Tubers are a third type of underground structure often referred to with the general term bulb. They differ from the true bulbs, and from the corm by not having a stem-bud base from which the roots develop. Instead they have buds, which are scattered over their surface from which the plants sprout a shoot from which the roots develop. The familiar Irish potato, which we all know very well, along with the caladium, anemones, and oxalis, are good examples of tubers.

 

The tuberous roots of Dahlias differ from the other tubers by having the buds confined to that area at the top of the swollen elongated root where the stem from last year is attached. A portion of this stem base must be included in any division of the tubers to provide a place from which the new plant bud and shoot can develop. In tuberous rooted begonia the new buds all develop from the top of the round flat tuber. These nutrient storage structures are significantly different from rhizomes in that they are true roots, where as the swollen elongated rhizome’s storage structure is a true stem. 

 

A rhizome, although it derives its name from the Greek term rhizomat or rhizoma meaning a mass of roots, is not a root, as all isarians should know, but a stem that grows along the soil surface. Either just below the soil surface or it, as we know, will crawl out and grow along the surface of the soil.
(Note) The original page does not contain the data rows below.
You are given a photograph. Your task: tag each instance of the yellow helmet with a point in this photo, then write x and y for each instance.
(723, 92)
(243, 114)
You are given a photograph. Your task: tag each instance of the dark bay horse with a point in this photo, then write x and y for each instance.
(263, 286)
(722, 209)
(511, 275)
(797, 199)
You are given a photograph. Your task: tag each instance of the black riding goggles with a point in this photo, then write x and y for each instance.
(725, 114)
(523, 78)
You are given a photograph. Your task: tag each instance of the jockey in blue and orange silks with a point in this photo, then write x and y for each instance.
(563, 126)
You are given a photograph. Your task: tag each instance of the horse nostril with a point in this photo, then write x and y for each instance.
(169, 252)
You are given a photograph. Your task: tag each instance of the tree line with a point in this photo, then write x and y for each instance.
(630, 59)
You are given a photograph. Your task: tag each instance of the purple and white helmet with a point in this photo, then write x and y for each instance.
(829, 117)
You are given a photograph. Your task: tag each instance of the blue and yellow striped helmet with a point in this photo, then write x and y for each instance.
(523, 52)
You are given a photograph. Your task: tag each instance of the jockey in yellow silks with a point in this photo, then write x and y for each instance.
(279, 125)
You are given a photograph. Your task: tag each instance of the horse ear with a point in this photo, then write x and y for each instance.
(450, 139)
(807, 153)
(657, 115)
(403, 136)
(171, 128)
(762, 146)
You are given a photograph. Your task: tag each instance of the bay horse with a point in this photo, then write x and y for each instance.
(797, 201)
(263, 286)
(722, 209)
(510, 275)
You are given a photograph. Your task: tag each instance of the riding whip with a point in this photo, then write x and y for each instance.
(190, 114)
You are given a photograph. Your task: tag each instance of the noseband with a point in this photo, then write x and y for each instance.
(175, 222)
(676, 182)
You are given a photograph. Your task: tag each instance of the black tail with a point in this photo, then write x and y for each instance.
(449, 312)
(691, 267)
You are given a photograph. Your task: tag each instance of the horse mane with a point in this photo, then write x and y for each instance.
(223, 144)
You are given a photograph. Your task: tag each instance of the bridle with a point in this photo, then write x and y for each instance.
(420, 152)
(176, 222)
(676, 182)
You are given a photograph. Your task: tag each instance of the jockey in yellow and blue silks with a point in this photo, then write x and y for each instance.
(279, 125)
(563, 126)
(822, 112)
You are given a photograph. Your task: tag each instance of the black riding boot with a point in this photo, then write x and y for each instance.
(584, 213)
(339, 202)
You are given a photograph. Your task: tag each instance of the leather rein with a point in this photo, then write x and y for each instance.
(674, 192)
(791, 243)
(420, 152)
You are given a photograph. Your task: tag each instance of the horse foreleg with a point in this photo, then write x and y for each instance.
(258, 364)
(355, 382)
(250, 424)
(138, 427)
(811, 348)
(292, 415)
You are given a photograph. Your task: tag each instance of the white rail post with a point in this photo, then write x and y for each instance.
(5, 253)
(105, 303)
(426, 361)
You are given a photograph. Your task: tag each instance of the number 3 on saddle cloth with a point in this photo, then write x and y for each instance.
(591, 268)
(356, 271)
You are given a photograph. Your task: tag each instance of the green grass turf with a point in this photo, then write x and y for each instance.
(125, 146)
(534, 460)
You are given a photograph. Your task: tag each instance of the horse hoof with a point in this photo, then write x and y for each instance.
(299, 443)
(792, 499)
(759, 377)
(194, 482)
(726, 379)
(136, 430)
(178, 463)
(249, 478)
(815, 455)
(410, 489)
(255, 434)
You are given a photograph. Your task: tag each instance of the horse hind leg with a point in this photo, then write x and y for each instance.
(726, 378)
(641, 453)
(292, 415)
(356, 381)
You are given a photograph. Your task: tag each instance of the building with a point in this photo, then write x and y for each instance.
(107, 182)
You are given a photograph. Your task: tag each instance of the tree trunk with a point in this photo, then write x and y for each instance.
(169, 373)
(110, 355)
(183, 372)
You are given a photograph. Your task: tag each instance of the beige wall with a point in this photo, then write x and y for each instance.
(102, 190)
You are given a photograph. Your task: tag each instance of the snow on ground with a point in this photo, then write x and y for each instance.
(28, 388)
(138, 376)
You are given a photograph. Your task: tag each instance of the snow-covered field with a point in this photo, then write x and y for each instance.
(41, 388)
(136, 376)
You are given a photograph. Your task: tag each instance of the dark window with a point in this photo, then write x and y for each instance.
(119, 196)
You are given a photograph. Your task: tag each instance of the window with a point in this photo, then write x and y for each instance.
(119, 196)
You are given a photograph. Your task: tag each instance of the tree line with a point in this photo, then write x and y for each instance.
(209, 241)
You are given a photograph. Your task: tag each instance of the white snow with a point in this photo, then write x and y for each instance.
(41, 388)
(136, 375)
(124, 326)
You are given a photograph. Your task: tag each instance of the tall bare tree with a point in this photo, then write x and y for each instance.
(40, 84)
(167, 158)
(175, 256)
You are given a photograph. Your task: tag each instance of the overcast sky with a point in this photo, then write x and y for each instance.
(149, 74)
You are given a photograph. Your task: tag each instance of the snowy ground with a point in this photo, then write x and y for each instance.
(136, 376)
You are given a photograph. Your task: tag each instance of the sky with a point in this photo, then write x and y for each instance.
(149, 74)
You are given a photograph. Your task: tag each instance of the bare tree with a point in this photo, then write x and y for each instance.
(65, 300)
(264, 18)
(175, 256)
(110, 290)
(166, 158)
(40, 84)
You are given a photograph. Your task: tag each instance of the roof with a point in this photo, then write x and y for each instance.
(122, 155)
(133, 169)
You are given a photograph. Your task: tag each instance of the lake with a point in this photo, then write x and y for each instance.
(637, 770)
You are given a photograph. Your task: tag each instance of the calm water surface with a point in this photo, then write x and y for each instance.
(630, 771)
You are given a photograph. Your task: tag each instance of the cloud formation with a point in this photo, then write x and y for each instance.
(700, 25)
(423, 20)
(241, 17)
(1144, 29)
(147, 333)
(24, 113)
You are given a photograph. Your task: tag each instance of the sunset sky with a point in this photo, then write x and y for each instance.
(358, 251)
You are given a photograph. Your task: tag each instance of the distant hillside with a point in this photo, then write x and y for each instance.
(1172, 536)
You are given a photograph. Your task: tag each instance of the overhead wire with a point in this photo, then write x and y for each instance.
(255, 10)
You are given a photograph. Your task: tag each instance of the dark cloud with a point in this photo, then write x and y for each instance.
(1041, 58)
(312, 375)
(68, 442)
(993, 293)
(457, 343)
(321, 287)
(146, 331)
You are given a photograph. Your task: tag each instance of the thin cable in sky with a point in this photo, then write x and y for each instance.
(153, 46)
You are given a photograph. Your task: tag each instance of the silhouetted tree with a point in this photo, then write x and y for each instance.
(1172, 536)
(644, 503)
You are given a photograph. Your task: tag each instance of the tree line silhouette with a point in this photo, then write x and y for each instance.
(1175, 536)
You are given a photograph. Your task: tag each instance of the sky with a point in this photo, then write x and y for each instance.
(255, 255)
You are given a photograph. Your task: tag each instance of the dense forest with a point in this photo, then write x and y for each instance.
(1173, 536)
Contrary to true roots which never have buds or shoots, the rhizome puts up true leaves and buds along the top of the stem (rhizome) into the lighted atmosphere above the soil with true roots growing into the moist nutrient rich soil of the rhizosphere below.

 

In an aside it might be worth noting, that the tendency to grow out upon the surface of the soil by the rhizome, may be a survival technique that evolved over time to protect it from the myriad of rot fungi and bacteria, which attack it with disastrous results on occasion. We are all aware of the beneficial effects of the open air and sunlight in stopping rot. It just may be that those on the surface survive better than those beneath the soil in adverse soil conditions.

 

Like the bulb, the rhizome does store plant nutrients with in it by elongating and swelling in diameter. These reserves are for the purpose of feeding the new sprouts until they can develop a rhizome and roots of their own, also supplying some of the nutrients for early spring growth and bloom. But unlike the true bulbs, I do not feel that the rhizome stores nearly the entire nutrients that are necessary for the spring bloom season. Experiments that I have made with Louisiana rhizomes indicate that a well-grown mature rhizome, supplied with water only, will bloom from the nutrients stored in the rhizome producing a fairly nice flower. The bloom thought, does not begin to approach the standard that the same plant exhibits when properly grown in a well-enriched soil.

 

Finally let us sum it up, the true bulbs, both tunicate and imbricate as well as the corm, have one thing in common with a rhizome, they are all consider to be modified stem structures, as opposed to the tubers and tuberous fleshy root which are modified true roots.

 

Bibliography:  A practical book for the home gardener is “Bulbs, How to Select, Grow and Enjoy” by George Harmon Scott, Published by HP Books, Inc. PO Box 5367, Tucson, AZ  85703.